RE: SHACL target extension from Varytimou, Natasa (Refinitiv) on 2020-05-20 (public-shacl@w3.org from May 2020)

From: Varytimou, Natasa (Refinitiv) <Natasa.Varytimou@refinitiv.com>
Date: Wed, 20 May 2020 10:48:22 +0000
To: Håvard Ottestad <hmottestad@gmail.com>, Andy Seaborne <andy@apache.org>
CC: "public-shacl@w3.org" <public-shacl@w3.org>
Message-ID: <DM6PR06MB47328D8AA216381C08E01B0791B60@DM6PR06MB4732.namprd06.prod.outlook.com>
Hi all

We also had a big performance issue with SHACL Sparql Targets which are incredible useful.
Is there anything that can be done to improve performance?
And the same question for Filters ( which I support that are useful to be included), will we have performance issues there as well?

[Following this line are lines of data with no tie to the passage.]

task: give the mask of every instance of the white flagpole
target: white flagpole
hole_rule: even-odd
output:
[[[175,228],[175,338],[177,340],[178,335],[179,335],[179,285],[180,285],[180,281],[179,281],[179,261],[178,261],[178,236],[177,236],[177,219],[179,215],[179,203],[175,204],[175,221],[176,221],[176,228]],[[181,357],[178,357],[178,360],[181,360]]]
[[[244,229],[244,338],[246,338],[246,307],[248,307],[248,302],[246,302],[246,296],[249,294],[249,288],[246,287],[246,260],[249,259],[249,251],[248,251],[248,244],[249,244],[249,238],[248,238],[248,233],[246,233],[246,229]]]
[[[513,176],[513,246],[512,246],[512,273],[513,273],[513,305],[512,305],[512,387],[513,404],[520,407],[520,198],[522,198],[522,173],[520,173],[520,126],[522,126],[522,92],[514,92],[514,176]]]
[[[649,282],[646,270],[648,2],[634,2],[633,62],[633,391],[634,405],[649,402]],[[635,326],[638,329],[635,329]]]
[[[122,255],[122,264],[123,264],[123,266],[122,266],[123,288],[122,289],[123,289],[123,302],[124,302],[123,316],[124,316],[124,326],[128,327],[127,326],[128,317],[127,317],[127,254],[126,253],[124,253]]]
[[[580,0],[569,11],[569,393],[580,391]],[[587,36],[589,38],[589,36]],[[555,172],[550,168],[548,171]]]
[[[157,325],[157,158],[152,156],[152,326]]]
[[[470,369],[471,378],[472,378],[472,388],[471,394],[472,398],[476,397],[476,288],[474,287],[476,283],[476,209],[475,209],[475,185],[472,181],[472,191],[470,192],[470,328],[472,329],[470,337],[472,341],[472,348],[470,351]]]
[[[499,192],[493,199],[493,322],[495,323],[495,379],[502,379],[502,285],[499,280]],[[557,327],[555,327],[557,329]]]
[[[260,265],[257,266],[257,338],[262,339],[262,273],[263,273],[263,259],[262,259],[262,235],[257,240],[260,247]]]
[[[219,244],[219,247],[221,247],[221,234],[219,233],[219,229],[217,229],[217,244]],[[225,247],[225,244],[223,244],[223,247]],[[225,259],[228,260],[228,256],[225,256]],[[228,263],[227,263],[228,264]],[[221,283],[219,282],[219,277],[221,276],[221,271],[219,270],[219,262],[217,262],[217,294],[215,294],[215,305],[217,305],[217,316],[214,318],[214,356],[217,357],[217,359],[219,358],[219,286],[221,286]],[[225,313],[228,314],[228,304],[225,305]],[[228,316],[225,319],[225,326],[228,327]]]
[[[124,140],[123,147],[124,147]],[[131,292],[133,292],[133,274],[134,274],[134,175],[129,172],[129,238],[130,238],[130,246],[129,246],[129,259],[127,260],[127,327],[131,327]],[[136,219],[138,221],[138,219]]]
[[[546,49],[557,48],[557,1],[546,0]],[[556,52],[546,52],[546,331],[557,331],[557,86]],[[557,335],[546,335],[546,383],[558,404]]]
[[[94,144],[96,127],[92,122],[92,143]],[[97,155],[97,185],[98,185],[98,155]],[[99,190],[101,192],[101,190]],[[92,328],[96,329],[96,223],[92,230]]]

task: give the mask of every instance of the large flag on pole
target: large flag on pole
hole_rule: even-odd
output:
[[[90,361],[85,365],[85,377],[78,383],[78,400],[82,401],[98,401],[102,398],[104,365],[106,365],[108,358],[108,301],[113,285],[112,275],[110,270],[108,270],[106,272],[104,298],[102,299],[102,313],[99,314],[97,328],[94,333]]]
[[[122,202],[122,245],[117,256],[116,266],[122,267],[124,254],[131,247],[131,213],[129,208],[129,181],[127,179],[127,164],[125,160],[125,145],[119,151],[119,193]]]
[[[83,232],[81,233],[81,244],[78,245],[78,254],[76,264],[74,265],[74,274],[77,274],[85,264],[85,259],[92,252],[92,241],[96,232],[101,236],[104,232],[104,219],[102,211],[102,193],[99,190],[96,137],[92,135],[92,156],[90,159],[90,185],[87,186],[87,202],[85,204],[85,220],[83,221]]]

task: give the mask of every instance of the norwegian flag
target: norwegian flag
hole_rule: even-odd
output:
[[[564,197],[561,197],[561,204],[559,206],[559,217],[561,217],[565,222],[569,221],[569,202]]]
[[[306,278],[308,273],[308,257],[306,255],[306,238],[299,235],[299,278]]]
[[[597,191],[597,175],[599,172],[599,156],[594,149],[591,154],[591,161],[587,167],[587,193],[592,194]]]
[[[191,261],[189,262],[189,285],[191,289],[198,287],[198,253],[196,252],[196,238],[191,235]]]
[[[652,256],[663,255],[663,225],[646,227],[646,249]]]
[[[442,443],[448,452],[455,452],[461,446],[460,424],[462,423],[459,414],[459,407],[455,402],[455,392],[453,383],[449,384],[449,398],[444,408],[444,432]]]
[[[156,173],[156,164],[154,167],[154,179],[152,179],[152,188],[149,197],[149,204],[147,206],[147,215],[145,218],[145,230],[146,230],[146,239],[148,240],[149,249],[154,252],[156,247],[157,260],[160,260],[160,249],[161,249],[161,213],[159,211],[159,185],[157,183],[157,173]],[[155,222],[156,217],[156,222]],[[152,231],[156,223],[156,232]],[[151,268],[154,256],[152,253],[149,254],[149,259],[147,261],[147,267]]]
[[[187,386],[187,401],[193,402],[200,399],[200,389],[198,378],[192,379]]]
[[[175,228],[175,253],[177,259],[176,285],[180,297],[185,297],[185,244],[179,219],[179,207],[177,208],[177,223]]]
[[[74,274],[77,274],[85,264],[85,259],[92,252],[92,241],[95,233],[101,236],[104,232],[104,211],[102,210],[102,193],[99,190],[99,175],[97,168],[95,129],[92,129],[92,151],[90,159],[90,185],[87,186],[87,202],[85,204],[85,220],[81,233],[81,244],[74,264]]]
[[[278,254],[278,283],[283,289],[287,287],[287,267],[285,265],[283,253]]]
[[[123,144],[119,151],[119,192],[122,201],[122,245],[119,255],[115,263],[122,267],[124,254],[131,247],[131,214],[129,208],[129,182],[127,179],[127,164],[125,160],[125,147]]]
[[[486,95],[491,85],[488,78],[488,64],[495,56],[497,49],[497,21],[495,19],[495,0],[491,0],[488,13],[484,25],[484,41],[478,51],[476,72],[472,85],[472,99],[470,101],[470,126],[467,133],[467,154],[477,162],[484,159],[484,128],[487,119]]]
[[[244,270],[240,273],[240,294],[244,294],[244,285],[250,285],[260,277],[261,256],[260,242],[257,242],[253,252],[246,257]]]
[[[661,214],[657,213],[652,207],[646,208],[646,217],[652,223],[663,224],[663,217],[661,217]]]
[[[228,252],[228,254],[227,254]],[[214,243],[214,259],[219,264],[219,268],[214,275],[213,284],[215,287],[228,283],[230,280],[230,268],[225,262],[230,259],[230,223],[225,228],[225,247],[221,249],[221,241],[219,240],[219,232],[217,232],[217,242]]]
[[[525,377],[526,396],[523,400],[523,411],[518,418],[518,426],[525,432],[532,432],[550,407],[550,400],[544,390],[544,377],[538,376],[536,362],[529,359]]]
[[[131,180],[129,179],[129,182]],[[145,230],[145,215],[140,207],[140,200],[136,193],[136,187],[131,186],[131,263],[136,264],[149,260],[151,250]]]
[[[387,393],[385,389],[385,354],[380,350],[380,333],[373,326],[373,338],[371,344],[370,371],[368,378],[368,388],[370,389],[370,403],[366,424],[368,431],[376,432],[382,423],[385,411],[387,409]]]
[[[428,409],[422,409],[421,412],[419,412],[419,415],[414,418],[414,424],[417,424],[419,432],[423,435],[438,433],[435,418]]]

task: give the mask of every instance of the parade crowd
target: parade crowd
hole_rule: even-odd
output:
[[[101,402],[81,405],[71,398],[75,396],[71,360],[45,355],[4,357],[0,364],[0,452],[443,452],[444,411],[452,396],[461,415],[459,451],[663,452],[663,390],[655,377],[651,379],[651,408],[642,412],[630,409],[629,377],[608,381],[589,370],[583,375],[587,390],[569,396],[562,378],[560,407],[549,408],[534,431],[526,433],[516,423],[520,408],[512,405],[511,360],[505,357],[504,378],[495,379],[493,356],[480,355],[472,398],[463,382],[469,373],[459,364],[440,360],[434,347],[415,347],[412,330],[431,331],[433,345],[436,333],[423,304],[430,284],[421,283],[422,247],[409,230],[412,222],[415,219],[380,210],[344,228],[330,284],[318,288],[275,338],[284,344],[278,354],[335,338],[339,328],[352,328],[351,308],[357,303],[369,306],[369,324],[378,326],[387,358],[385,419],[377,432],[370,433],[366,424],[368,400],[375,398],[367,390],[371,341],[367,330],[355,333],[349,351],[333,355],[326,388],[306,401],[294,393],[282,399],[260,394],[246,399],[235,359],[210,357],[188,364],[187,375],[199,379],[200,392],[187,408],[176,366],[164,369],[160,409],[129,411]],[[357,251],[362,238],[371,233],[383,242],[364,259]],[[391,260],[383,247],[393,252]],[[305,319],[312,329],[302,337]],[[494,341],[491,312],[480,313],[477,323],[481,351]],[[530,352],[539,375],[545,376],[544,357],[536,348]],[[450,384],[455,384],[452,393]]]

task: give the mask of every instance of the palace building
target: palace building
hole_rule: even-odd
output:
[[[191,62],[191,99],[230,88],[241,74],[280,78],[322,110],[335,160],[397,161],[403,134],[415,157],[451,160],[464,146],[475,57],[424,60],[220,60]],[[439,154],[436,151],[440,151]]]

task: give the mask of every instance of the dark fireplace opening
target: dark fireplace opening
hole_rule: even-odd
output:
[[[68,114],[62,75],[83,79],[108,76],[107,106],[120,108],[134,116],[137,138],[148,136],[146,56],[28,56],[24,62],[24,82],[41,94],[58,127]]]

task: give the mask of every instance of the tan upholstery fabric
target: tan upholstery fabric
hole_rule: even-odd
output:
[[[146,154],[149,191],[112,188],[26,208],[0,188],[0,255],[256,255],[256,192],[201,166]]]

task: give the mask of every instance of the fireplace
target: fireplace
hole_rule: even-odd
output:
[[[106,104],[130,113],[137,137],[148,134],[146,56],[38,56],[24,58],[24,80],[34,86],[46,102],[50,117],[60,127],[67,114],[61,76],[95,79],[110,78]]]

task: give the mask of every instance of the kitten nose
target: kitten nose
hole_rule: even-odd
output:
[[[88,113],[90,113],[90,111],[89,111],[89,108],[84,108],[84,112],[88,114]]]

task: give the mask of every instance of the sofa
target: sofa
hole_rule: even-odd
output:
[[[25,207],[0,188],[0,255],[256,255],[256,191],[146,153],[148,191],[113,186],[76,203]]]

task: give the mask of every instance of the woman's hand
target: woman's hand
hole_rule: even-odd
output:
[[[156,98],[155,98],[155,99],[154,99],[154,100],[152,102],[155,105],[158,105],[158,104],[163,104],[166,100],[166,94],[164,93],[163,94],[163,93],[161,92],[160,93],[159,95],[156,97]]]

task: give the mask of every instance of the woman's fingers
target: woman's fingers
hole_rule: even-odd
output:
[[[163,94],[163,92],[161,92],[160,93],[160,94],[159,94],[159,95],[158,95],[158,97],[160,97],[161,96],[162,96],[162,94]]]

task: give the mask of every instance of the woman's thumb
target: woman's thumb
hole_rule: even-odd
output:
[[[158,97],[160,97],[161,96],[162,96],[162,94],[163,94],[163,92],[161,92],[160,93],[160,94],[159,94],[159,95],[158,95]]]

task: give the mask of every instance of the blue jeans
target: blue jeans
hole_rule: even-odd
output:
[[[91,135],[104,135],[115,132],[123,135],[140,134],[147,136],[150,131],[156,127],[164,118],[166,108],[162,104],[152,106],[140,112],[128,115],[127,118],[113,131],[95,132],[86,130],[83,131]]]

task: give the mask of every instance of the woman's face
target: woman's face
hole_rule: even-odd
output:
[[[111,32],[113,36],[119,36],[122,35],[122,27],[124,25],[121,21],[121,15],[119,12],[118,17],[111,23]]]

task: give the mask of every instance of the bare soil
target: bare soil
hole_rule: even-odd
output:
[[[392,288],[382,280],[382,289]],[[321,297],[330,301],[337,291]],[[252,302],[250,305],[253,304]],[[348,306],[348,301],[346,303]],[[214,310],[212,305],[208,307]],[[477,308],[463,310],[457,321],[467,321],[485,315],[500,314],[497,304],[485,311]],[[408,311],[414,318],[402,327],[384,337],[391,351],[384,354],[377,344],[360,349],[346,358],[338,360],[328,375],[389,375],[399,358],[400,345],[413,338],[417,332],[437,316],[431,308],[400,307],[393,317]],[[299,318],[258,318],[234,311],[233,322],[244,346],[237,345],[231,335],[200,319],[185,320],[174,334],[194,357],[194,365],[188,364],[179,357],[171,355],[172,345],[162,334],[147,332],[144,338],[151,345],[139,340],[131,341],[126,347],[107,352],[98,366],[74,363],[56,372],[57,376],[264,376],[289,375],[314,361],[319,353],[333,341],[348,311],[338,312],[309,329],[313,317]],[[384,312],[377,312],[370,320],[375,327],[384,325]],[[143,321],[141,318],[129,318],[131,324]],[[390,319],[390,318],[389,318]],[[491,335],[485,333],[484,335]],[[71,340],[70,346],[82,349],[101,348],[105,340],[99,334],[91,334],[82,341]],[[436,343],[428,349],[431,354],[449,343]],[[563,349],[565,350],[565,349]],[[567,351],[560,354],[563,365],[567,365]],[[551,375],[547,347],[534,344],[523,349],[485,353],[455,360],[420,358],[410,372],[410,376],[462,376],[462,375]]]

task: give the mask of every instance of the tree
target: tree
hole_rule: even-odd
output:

-----Original Message-----
From: Håvard Ottestad <hmottestad@gmail.com> 
Sent: 20 May 2020 11:25
To: Andy Seaborne <andy@apache.org>
Cc: public-shacl@w3.org
Subject: Re: SHACL target extension

Hi Andy and Dimitris

Filters look like particularly useful constructs. They also look very powerful, which is both good and bad.

It’s quite close to what I want. I would want to have the filter run on all nodes in the data graph, essentially a sh:targetAllSubjects target. I think I saw something along those lines already, but I couldn’t find it now while writing this email.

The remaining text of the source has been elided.